We performed an additional sensitivity analysis by comparing prophylactic vs. higher body weight-adjusted enoxaparin doses (≤ 70 IU/Kg vs. > 70 IU/Kg daily). It confirmed no advantage of higher enoxaparin dosages in terms of all-cause death. Thus, our data support a standard approach of 4000 IU enoxaparin daily dose, with a strategy of body weight-adjusted dosing regimen (70 IU/Kg daily) being used in patients at the extremes of body weight. This approach is in agreement with the recommendation of the European Society of Cardiology expert consensus on LMWH dosing [29], suggesting that fixed prophylactic doses should be utilized in patients with normal weight, overweight and mild obesity; LMWH dose should be adjusted for the body weight only in patients with underweight or severe obesity. Indeed, in patients with COVID-19, a body weight-adjusted dosing appears crucial mainly in obese patients, where an additional mortality risk and a higher intrinsic risk of thromboembolic complications have been described [30, 31].

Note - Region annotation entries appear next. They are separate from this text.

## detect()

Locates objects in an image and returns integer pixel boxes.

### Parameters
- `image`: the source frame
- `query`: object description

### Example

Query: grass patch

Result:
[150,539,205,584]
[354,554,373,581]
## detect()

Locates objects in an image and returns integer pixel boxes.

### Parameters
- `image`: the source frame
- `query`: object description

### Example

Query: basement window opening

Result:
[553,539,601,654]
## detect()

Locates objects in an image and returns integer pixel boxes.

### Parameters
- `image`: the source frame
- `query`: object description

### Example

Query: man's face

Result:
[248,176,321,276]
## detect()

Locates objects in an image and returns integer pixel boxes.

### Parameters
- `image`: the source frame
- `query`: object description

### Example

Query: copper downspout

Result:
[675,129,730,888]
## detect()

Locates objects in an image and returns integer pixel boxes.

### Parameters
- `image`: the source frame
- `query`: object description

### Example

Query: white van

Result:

The present study confirms previous reports indicating a low incidence of hemorrhagic complications in patients with COVID-19 and reinforces the concept that the thrombotic risk rather than bleeding risk is the major concern in this setting [7]. In our investigation, the low rates of both major bleeding and clinically relevant non-major bleeding preclude any definite conclusion on the risk of hemorrhagic events with prophylactic vs. higher enoxaparin doses.

Study limitations

The study has strengths and limitations. A multicenter cohort of consecutive patients was included, and individual data were accurately collected, with a strict source verification for the event adjudication. However, the retrospective design and the conduction of the study during a National Emergency contributed to the lack of some, although limited, data, which were not available. Given the observational nature, the study should not be used to definitely rule out either benefit or harm of different enoxaparin dosing regimens. However, the consistency of the results across multiple adjustments and analyses is reassuring for the robustness of our findings. Nevertheless, the risk of unmeasured confounding remains. Finally, our results specifically refer to enoxaparin and whether they are also generalizable to other LMWH molecules is unknown.

In conclusion, a prophylactic dose of enoxaparin in patients admitted for COVID-19 is associated with similar in-hospital mortality compared to higher dosing regimens. Our findings are hypothesis-generating and require confirmation in a randomized, controlled study.